16. The non-transitory computer-readable storage medium according to claim 15, wherein the text parsing result of the target subtitle comprises a token result of the target subtitle and target information corresponding to the token result, and the target information comprises at least one selected from a group consisting of a word position, a word class, a word occurrence frequency, and an associated word;

the determining a target icon corresponding to the target subtitle based on a text parsing result of the target subtitle comprises:

determining a candidate icon corresponding to the target subtitle based on the token result of the target subtitle;

determining a target icon corresponding to the target subtitle from the candidate icon based on the target information corresponding to the token result.

17. The non-transitory computer-readable storage medium according to claim 15, wherein the determining a candidate icon corresponding to the target subtitle based on the token result of the target subtitle comprises:

determining, using a semantic matching model, an icon having a mapping relationship with a target word in the target subtitle based on the token result of the target subtitle and a preset icon resource library; and

determining the candidate icon corresponding to the target subtitle based on the icon corresponding to the target word.

18. The non-transitory computer-readable storage medium according to claim 15, wherein the determining a target icon corresponding to the target subtitle from the candidate icon based on the target information corresponding to the token result comprises:

obtaining first reference information, the first reference information comprising at least one selected from a group consisting of: accent information of audio corresponding to the target subtitle, feature analysis information of the target subtitle, or number constraint information of the target icon; and

determining the target icon corresponding to the target subtitle from the candidate icon based on the first reference information and the target information corresponding to the token result.

19. The non-transitory computer-readable storage medium according to claim 15, wherein the obtaining video associated information corresponding to the target subtitle in the first video comprises:

obtaining motion information and target object information of the video image corresponding to the target subtitle in the first video, and obtaining the video image information corresponding to the target subtitle based on the motion information and the target object information; and/or,

obtaining key point information of audio corresponding to the target subtitle in the first video, and obtaining the audio information corresponding to the target subtitle based on the key point information.

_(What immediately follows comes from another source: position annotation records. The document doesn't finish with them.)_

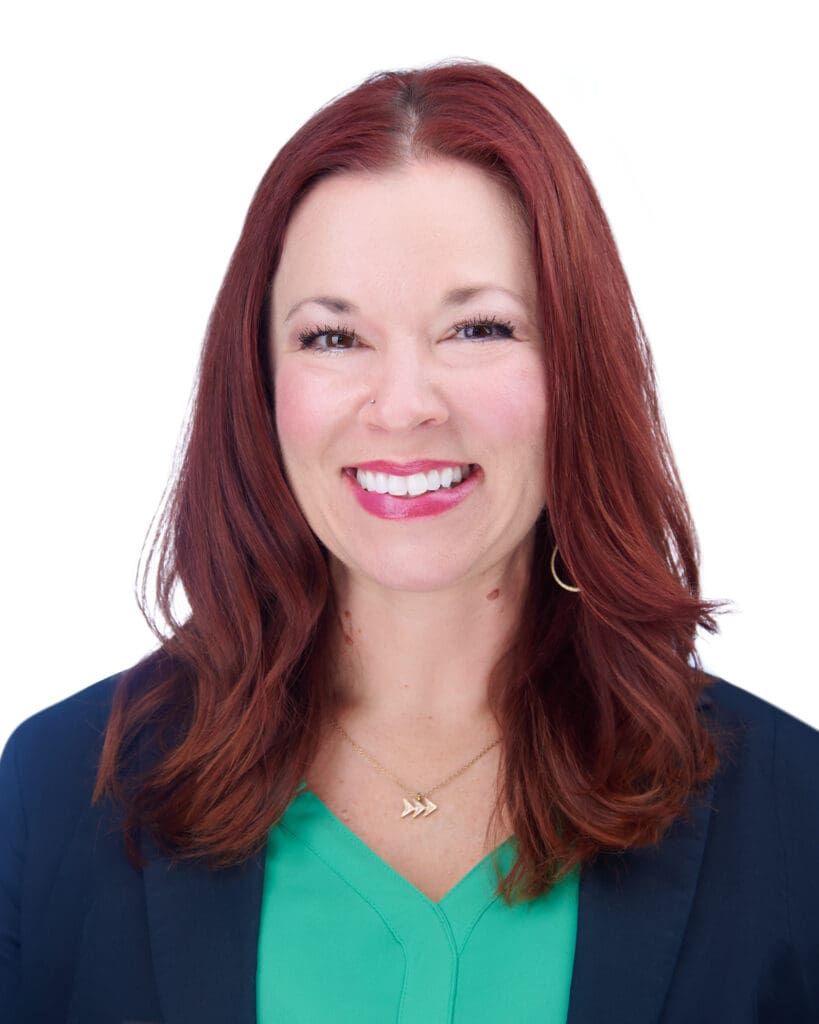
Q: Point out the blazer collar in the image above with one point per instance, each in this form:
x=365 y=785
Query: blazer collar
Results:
x=204 y=937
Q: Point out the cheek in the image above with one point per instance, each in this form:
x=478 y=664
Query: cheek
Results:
x=299 y=412
x=513 y=409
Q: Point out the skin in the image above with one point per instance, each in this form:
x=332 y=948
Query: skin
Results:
x=427 y=603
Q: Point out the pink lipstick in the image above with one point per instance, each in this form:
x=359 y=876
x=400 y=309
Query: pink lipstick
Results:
x=431 y=503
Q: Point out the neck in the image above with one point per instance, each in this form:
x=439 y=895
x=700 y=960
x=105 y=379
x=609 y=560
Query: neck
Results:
x=406 y=658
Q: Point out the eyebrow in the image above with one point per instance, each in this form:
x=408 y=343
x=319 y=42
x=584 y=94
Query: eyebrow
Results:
x=455 y=297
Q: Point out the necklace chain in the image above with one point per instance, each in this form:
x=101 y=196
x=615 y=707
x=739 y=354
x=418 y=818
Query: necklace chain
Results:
x=419 y=802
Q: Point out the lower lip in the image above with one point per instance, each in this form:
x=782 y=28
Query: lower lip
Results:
x=432 y=503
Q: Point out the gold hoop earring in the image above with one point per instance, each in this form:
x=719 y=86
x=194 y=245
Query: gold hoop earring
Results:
x=556 y=578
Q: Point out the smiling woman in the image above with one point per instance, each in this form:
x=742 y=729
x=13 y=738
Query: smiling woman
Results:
x=406 y=387
x=434 y=545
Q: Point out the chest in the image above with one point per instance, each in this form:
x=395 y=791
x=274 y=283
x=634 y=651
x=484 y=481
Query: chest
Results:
x=432 y=850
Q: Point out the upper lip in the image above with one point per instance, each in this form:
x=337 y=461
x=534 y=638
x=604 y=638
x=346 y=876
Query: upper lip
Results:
x=405 y=468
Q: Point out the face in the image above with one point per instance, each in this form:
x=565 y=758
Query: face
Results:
x=416 y=288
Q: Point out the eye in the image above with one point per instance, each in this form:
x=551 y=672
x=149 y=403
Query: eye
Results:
x=328 y=338
x=485 y=329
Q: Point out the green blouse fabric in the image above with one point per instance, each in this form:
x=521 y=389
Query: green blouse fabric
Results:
x=345 y=938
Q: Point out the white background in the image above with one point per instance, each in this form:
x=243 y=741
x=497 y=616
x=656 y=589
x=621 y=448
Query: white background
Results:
x=134 y=136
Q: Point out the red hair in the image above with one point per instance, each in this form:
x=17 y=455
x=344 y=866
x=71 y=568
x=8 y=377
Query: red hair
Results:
x=599 y=689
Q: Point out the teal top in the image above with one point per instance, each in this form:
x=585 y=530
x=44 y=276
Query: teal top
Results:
x=345 y=938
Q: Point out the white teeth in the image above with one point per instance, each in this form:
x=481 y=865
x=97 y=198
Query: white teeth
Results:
x=416 y=484
x=413 y=485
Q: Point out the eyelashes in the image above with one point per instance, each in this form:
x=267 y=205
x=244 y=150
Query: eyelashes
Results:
x=342 y=339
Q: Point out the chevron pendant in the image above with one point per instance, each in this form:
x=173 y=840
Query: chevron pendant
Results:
x=418 y=805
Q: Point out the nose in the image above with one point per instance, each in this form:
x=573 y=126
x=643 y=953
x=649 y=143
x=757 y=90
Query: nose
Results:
x=407 y=390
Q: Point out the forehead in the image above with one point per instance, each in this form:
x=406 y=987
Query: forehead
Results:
x=403 y=230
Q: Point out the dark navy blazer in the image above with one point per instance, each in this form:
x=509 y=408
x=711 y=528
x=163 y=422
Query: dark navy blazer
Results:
x=718 y=924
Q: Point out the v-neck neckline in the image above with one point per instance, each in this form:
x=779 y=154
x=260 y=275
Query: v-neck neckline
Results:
x=359 y=859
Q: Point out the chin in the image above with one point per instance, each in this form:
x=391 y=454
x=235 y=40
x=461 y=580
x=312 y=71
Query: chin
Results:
x=417 y=574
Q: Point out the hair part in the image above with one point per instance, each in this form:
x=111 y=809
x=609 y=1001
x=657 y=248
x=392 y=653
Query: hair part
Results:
x=599 y=690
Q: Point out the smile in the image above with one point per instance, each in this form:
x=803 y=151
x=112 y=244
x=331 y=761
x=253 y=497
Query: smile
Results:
x=412 y=496
x=415 y=484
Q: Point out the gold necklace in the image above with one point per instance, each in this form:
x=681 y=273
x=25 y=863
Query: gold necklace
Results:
x=419 y=803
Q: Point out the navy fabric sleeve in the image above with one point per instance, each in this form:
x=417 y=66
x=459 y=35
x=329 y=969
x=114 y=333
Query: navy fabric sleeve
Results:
x=796 y=770
x=12 y=840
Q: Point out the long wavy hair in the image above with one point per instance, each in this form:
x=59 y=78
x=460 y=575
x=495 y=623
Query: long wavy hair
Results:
x=597 y=694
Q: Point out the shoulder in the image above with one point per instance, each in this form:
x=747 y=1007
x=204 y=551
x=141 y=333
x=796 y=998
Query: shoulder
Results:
x=749 y=724
x=51 y=758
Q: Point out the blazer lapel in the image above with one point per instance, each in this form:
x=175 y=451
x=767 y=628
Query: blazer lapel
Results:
x=632 y=916
x=204 y=928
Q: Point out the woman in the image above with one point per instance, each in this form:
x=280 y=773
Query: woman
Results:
x=432 y=742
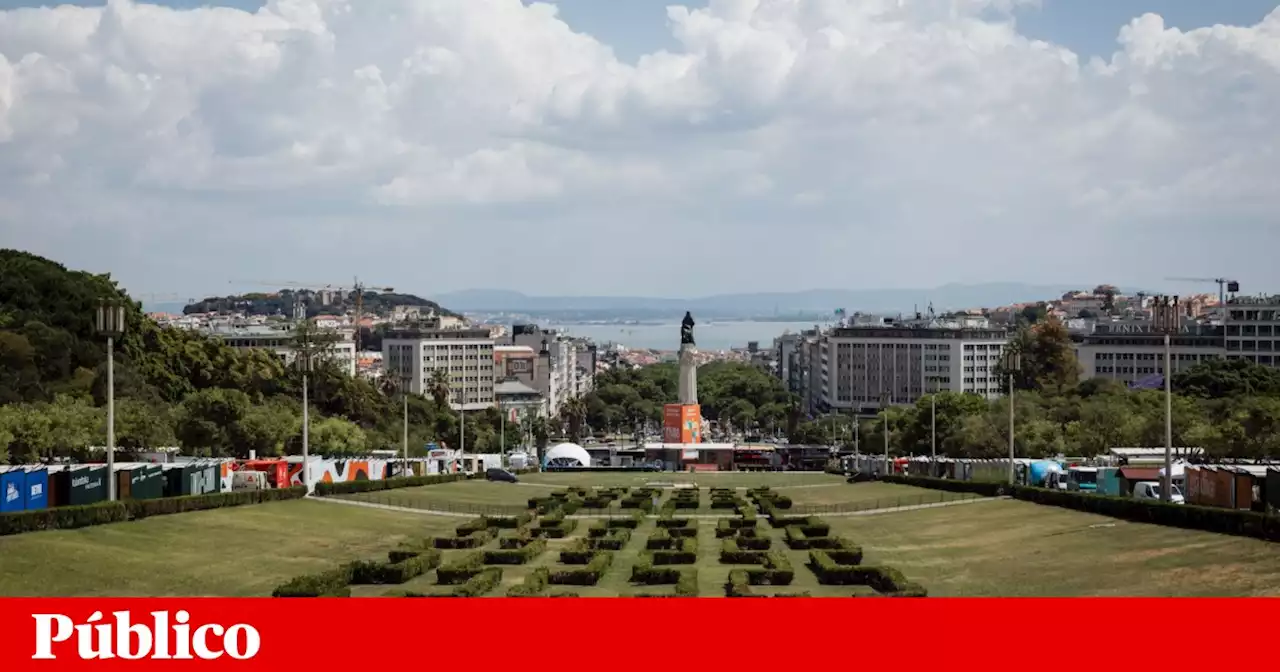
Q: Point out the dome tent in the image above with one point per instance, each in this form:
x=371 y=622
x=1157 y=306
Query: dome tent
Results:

20. The non-transitory computer-readable storage medium according to claim 15, wherein the determining a recommended display mode of the target icon based on the video associated information comprises:

determining a recommended display position and a recommended display animation of the target icon based on the video image information;

determining a recommended display time for the target icon based on the audio information; and

obtaining the recommended display mode of the target icon based on the recommended display position, the recommended display animation, and the recommended display time.